В системе кормления провели лишь более настойчивую регламентацию. Принцепс и его министр хлебоснабжения заведовали подвозом, поставкой и распределением главного предмета первой необходимости. Доставление в порты, погрузка, инвентарь хлебного флота, огромные магазины для хранения – все это требовало целой армии подчиненных чиновников. При Августе число лиц, получавших ежемесячно из государственных складов хлебный рацион, пролетариев, было определено в 200 000. Собственно говоря, размеры выдачи, приходившейся на отдельного человека, были совсем не так роскошны, чтобы можно было назвать это проявление казенной благотворительности премией за праздность. Это был дополнительный паек, на который нельзя было существовать. Женщины были выключены от раздач. Выдавалось зерно только мужчинам, следовательно, на семью по 5 модиев в месяц = 2 пуда, или 2 2/3 фунта в день. Для сравнения напомним, что Катон высчитывает минимальный паек раба в 4 модия зимой и 4 1/2 летом.

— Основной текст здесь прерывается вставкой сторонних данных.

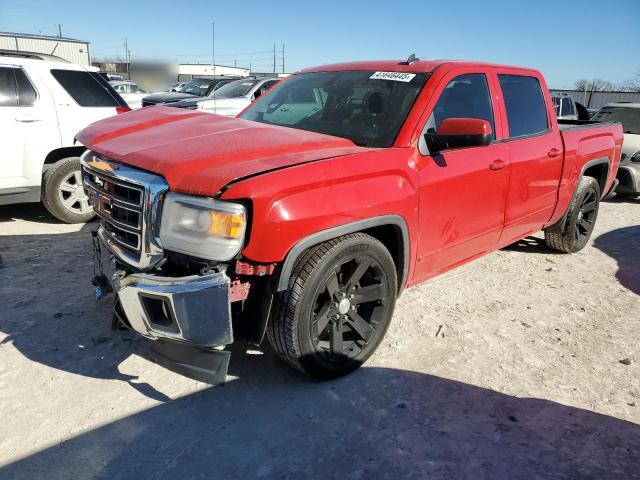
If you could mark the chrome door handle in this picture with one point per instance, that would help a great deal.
(497, 165)
(25, 118)
(554, 152)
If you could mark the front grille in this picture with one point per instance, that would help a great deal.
(128, 202)
(119, 205)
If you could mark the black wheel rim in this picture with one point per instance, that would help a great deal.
(586, 216)
(349, 308)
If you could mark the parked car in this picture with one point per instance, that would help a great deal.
(131, 92)
(629, 115)
(175, 87)
(44, 102)
(197, 87)
(305, 217)
(230, 99)
(592, 112)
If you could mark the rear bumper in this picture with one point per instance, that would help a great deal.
(629, 178)
(193, 310)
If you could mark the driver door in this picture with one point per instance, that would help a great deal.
(462, 191)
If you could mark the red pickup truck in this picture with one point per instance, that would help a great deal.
(307, 215)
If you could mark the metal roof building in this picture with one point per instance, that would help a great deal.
(74, 51)
(598, 99)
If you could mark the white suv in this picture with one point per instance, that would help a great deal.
(44, 102)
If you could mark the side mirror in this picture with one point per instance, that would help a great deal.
(459, 133)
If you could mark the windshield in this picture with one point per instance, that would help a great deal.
(366, 107)
(237, 88)
(197, 86)
(629, 117)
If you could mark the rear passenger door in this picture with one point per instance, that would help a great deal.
(535, 154)
(28, 126)
(463, 190)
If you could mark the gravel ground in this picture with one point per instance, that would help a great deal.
(523, 364)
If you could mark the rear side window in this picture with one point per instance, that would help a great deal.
(568, 107)
(526, 112)
(26, 93)
(466, 96)
(8, 90)
(85, 88)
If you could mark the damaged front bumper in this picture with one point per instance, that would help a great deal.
(189, 319)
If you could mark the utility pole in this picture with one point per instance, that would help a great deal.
(126, 57)
(213, 47)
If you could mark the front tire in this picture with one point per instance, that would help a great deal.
(337, 308)
(580, 221)
(62, 192)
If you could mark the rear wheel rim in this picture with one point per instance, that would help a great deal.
(349, 309)
(586, 216)
(72, 195)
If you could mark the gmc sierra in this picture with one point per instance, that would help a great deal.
(305, 217)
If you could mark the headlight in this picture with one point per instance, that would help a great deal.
(202, 227)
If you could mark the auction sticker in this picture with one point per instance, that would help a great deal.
(395, 76)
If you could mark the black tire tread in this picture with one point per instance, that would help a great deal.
(561, 241)
(281, 330)
(48, 192)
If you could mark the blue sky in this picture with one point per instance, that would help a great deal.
(566, 40)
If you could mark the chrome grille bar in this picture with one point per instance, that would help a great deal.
(128, 202)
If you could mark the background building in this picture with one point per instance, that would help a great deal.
(187, 71)
(74, 51)
(598, 99)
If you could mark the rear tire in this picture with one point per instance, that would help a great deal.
(337, 308)
(580, 221)
(62, 192)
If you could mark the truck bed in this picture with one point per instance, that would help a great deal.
(587, 144)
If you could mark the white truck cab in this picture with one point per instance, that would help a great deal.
(44, 102)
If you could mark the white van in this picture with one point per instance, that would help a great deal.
(44, 102)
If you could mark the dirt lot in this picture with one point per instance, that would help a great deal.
(509, 367)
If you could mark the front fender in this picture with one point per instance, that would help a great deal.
(292, 204)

Если бы нужно было в немногих словах определить впечатление, которое производит общество Рима и Италии в эпоху установления принципата, мы могли сказать, что оно замыкается в сложившихся рамках, останавливается в своем движении. Это впечатление подкрепляют черты культурного сознания эпохи.

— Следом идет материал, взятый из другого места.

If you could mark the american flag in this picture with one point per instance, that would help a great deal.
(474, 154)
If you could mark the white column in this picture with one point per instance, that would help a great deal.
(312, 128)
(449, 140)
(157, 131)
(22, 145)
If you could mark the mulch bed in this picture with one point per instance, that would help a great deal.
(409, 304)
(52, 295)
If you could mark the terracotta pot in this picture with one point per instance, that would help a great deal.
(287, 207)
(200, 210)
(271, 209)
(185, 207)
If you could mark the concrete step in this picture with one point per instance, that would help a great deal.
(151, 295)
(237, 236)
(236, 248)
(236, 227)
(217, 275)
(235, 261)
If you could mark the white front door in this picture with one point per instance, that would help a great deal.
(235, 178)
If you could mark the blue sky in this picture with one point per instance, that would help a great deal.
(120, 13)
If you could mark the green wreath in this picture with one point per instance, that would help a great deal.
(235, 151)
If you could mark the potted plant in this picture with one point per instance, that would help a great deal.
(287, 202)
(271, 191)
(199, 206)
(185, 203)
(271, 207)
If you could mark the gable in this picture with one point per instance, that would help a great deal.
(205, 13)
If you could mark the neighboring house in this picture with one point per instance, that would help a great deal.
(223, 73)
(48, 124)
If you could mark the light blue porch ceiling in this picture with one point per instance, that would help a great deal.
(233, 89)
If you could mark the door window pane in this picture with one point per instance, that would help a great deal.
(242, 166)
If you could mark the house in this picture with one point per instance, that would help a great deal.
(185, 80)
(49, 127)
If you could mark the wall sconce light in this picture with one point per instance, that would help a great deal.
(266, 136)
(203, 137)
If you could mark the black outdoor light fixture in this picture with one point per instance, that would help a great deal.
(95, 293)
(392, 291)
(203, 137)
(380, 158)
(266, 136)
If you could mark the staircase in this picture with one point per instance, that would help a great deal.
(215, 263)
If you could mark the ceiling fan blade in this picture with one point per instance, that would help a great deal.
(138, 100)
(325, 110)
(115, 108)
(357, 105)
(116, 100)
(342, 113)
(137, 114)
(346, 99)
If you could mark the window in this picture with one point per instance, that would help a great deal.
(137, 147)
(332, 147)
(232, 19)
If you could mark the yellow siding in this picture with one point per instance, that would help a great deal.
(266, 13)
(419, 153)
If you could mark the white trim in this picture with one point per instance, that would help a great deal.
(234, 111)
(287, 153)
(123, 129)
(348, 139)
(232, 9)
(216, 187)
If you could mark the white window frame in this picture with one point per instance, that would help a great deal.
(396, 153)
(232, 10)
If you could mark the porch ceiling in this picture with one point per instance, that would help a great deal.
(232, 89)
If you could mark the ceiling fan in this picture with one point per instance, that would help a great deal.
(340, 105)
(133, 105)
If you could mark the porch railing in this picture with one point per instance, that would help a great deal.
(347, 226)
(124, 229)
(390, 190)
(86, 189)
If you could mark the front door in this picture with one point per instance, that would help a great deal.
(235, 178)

Характерной политической формулой августовской эпохи было восстановление «старинного и первоначального вида республики». Под этой формулой прошло конституционное соглашение, определившее принципат. Сколько бы ни было здесь вложено политической дипломатии и даже политического лицемерия, остается в высшей степени характерным тот факт, что правительство искало опоры в культе старины и шло ему навстречу. Политическая и социальная реакция любит облекаться в формы ученого интереса к национальной старине, любит поддерживать антикварные, археологические разыскания, любит окружать себя атрибутами и обстановкой подлинной и воображаемой древности. Археологический национализм сильно выражен у самого Августа и в окружающем его обществе. При благосклонной поддержке императора начал изображать славное прошлое Рима ритор Ливий на своем торжественном языке. В доме Августа учителем его внуков был принят исследователь древности Веррий Флакк. Август был не прочь указать с аффектацией на то, что на нем вся одежда по-старинному приготовлена работой его домашних. Его дочь, знаменитая впоследствии своим мотовством и приключениями Юлия, должна была, по его воспитательному плану, расти, как древняя римская девушка в скромной тиши за домашней работой, приготовляя с рабынями пряжу. Можно догадываться, что в известных кругах блестящего римского общества эти причуды немало вызывали смеха, тем более что добровольное воспитание не уберегло дочь императора от бездны обыкновеннейших увлечений; но Август проводил свой культ старины с серьезной миной.